Sie haben die Aufgabe, Klassen für diese sprechende Tiere zu entwickeln. es ist folgende abstrrakte Oberklasse gegeben:


```
public abstract class SprechendesTier {
                   protected String name;

                   /** erzeugt ein Tier mit dem angegebenen Namen*/
                   public SprechendesTier (String name) {
                           this.name = name; }
        
                   /**gibt den Text mit den tierspezifischen Sprachfehlern über System.out aus*/

                   public abstract void spreche (String text); }
```

a) Definieren Sie dazu Unterklassen Pinguin, Waran und SeeElefant, die die Methode 
	
	
	
	





```
spreche
```
 passend implementieren.
b)Zerlegen Sie Ihre Lösung nun in zwei Pakete. Hier eine Klasse zum Test


```
/**
 * Test für sprechende Tiere
 */
public class TitiwuTest
{
    public static void main(String[] args) {
        SprechendesTier[] tierschule = new SprechendesTier[3];
        tierschule[0] = new Pinguin("Ping Pinguin");
        tierschule[1] = new Waran("Wawa");
        tierschule[2] = new SeeElefant("Seele-Fant");
        
        for (int i = 0; i < tierschule.length; i++) {
            tierschule[i].spreche("Guten Morgen, schon ausgeschlafen " 
                                 + "in deiner Muschel?");
        }              

        for (int i = 0; i < tierschule.length; i++) {
            tierschule[i].spreche("Inzwischen bin ich umgezogen");
        }              
         
        for (int i = 0; i < tierschule.length; i++) {
            tierschule[i].spreche("Es könnte schön sein, " +
                                  "traurige Lieder zusammen zu singen.");
        }              
        
    }  
}
```

Das Paket 
	
	
	
	





```
tierschule
```
 soll die Klassen 
	
	
	
	





```
TitiwuTest
```
 und 
	
	
	
	





```
SprechendesTier
```
 enthalten
Das Paket 
	
	
	
	





```
tiere
```
 soll die Klassen 
	
	
	
	





```
Pinguin
```
 , 
	
	
	
	





```
Waran
```
 und 
	
	
	
	





```
SeeElefant
```
 umfassen


Es ist eine ziemlich große Aufgabe, speziell Pakete und String, StringBuffer sollen damit geübt werden.
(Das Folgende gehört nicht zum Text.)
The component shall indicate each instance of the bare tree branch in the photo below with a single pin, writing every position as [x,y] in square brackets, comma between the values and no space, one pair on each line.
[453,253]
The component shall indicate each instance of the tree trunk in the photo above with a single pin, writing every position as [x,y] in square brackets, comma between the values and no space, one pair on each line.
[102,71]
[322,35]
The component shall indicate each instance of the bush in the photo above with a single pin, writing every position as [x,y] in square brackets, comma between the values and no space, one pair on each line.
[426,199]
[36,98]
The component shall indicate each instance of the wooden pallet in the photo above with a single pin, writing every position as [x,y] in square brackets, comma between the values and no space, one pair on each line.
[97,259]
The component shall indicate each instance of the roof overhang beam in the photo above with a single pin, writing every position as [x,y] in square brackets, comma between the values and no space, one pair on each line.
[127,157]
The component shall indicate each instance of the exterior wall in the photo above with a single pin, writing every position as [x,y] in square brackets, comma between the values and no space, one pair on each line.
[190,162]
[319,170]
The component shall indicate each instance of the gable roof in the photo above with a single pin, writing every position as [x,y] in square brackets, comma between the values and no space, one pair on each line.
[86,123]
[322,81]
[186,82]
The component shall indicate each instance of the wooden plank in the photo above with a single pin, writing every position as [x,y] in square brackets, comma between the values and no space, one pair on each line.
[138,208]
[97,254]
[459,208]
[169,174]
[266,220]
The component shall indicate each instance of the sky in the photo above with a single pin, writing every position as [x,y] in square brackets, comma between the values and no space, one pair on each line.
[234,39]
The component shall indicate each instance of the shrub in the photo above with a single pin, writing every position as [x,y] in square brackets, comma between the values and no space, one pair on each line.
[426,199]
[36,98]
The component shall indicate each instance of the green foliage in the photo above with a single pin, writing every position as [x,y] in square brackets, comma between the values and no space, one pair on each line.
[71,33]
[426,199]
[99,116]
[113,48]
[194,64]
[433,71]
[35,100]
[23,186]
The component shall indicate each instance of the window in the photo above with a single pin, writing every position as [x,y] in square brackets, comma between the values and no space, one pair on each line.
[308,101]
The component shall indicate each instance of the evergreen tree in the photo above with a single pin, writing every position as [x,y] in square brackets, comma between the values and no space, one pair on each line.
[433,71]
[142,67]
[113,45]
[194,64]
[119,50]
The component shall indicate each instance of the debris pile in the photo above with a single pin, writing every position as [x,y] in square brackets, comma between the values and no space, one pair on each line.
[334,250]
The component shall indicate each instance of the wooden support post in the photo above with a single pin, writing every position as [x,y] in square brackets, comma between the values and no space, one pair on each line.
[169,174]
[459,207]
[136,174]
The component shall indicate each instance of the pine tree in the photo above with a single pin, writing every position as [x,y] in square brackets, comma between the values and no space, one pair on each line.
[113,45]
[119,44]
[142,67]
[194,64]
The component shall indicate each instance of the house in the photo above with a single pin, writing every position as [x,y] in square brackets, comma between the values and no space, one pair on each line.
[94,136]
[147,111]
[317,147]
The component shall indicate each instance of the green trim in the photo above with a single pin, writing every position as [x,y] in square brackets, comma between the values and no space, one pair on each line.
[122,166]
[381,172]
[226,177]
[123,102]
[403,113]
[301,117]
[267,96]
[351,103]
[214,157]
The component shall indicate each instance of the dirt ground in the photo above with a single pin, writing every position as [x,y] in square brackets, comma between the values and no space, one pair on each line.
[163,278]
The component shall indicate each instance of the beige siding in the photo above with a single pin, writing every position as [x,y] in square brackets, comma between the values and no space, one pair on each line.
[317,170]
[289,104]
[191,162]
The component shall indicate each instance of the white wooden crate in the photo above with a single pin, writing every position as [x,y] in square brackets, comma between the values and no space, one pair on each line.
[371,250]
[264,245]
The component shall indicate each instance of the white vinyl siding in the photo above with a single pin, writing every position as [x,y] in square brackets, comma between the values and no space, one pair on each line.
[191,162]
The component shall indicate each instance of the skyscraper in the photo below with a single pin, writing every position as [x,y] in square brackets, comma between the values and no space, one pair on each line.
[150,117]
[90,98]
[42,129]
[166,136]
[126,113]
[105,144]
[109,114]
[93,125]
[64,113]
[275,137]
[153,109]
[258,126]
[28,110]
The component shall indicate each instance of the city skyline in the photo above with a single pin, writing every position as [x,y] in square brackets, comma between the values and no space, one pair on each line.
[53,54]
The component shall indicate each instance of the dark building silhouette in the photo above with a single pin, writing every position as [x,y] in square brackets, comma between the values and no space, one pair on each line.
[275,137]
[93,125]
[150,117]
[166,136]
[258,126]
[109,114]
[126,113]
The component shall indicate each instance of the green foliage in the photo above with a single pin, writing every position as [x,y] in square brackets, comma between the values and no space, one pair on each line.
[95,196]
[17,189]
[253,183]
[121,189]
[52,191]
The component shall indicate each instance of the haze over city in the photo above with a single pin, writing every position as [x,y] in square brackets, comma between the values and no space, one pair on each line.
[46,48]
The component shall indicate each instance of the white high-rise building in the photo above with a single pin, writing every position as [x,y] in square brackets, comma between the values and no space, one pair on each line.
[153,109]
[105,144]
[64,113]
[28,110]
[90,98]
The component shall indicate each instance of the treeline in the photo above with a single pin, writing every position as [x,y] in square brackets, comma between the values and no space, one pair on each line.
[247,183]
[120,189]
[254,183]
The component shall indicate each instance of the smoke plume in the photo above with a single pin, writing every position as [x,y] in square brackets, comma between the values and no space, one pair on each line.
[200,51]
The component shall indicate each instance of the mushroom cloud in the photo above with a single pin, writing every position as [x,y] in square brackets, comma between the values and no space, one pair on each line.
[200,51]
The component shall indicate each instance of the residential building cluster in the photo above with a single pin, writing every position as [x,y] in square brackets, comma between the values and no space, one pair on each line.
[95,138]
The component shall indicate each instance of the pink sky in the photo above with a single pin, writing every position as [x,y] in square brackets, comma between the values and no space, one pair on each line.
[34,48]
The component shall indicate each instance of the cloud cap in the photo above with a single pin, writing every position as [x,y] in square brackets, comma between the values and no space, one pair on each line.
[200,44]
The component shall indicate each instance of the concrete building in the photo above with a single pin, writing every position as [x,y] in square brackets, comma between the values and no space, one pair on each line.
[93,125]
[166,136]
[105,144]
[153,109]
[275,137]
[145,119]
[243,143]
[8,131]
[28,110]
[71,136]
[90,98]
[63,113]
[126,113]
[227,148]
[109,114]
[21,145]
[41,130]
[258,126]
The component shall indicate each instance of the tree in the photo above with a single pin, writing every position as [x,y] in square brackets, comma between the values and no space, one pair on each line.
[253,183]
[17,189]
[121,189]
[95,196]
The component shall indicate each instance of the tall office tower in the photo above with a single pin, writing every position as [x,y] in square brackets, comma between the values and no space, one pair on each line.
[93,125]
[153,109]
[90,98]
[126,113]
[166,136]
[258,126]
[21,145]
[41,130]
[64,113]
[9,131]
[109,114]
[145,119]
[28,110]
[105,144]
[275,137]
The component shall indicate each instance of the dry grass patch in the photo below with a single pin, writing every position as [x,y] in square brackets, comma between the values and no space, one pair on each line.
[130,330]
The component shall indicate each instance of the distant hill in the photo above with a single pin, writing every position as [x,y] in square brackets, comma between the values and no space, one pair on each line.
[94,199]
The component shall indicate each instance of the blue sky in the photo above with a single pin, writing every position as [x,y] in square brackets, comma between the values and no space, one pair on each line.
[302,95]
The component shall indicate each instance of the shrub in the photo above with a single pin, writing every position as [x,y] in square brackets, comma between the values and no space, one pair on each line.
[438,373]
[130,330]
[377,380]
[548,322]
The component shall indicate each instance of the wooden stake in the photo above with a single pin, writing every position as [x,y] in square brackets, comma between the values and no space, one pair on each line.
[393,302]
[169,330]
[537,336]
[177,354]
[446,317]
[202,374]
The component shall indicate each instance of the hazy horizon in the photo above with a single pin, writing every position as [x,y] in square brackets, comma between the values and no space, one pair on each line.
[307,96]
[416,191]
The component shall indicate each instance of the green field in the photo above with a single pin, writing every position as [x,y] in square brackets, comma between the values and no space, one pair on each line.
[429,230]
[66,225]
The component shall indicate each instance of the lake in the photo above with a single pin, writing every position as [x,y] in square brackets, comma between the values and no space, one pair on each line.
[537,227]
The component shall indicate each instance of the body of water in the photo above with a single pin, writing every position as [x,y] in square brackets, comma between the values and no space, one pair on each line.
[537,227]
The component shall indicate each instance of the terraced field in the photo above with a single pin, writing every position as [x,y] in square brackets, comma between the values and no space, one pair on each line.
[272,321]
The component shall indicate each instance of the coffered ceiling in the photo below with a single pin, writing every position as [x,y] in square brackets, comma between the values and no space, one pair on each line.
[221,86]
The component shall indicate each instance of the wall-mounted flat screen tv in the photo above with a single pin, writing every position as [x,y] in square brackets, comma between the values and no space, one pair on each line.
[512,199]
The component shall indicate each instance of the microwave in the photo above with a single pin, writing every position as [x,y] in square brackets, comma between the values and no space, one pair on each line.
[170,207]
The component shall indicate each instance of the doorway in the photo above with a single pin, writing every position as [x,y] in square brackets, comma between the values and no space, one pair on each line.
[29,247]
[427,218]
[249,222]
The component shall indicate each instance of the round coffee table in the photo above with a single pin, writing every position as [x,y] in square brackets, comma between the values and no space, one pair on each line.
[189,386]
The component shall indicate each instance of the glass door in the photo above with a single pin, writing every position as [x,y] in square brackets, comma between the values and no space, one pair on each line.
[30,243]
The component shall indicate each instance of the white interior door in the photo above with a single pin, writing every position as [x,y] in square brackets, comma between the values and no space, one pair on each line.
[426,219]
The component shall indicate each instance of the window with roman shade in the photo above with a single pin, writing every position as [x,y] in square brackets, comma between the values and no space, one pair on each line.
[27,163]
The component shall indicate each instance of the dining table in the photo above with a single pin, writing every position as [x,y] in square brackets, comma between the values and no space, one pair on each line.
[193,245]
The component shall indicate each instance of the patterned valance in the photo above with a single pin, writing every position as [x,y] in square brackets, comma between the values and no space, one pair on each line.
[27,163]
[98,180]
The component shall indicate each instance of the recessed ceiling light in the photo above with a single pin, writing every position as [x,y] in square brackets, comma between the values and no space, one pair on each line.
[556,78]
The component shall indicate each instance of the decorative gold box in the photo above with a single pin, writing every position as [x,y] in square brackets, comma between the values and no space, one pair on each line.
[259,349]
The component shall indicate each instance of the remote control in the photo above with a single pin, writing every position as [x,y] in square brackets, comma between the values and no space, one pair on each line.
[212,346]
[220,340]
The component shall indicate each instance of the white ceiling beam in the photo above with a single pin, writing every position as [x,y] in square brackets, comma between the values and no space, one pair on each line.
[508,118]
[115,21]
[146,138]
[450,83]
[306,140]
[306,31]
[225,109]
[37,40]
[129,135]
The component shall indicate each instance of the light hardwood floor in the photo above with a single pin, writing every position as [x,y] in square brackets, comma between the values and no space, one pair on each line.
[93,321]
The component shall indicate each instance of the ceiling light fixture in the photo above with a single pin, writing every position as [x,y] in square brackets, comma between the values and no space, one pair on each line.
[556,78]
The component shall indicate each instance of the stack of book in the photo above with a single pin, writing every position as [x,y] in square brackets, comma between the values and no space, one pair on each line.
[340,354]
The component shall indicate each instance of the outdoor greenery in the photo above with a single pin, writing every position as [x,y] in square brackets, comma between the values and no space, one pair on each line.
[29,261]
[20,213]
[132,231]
Ich wäre sehr dankbar, wenn einer dafür eine Lösung hätte.

Danke im Voraus


----------



## Roar (17. Okt 2005)

wir machen keine hausaufgaben *verschoben*


----------



## edgrar_u (17. Okt 2005)

ja die leute hier fühlen sich ausgenutzt , nach dem Motto mit den Schüchternen Computerfreaks kann mans ja machen ... ich mach dir die Hausaufgabe machen - gegen eine Aufwandsentschädigung . Von sagen wir 15,- EUR. Wenn du reiche Eltern hast kannst du ja sagen , das du damit nur ein bischen Gras kaufen gehst -     
für die Ziege in deinem Schrank  :lol: 

Nein aber ernsthaft für so ein Entgeld wär ich wirklich zu sowas bereit , aber kostenlos fühl ich mich da schon ausgenutzt.


----------



## lin (17. Okt 2005)

@edgrar_u
lol, "Entgeld"
aber hallo, die Aufgabe hat ja den Zweck, dass man dabei was lernt. Wenn du sie ihm löst, lernt er nix. 

@vupel
Zeig doch mal irgendwie, dass du schon versucht hast die Aufgabe zu lösen: Code, Überlegungen, etc. Dann wird dir auch gern geholfen - und zwar unentgeldlich


----------



## SnooP (18. Okt 2005)

Das ist imho übrigens eine ganz prima Aufgabe  - ich bin begeistert - alles Drin  ... hätte auch gerne solche Aufgaben am Anfang gehabt  ... aber nein wir mussten Primzahlenfinder basteln, oder sowas wie Graphen 

by the way ... die Aufgabe ist weder groß noch schwer!


----------



## Sky (18. Okt 2005)

vupel hat gesagt.:
			
		

> Ich habe zwar bisschen was hinbekommen, aber hilft nicht weiter.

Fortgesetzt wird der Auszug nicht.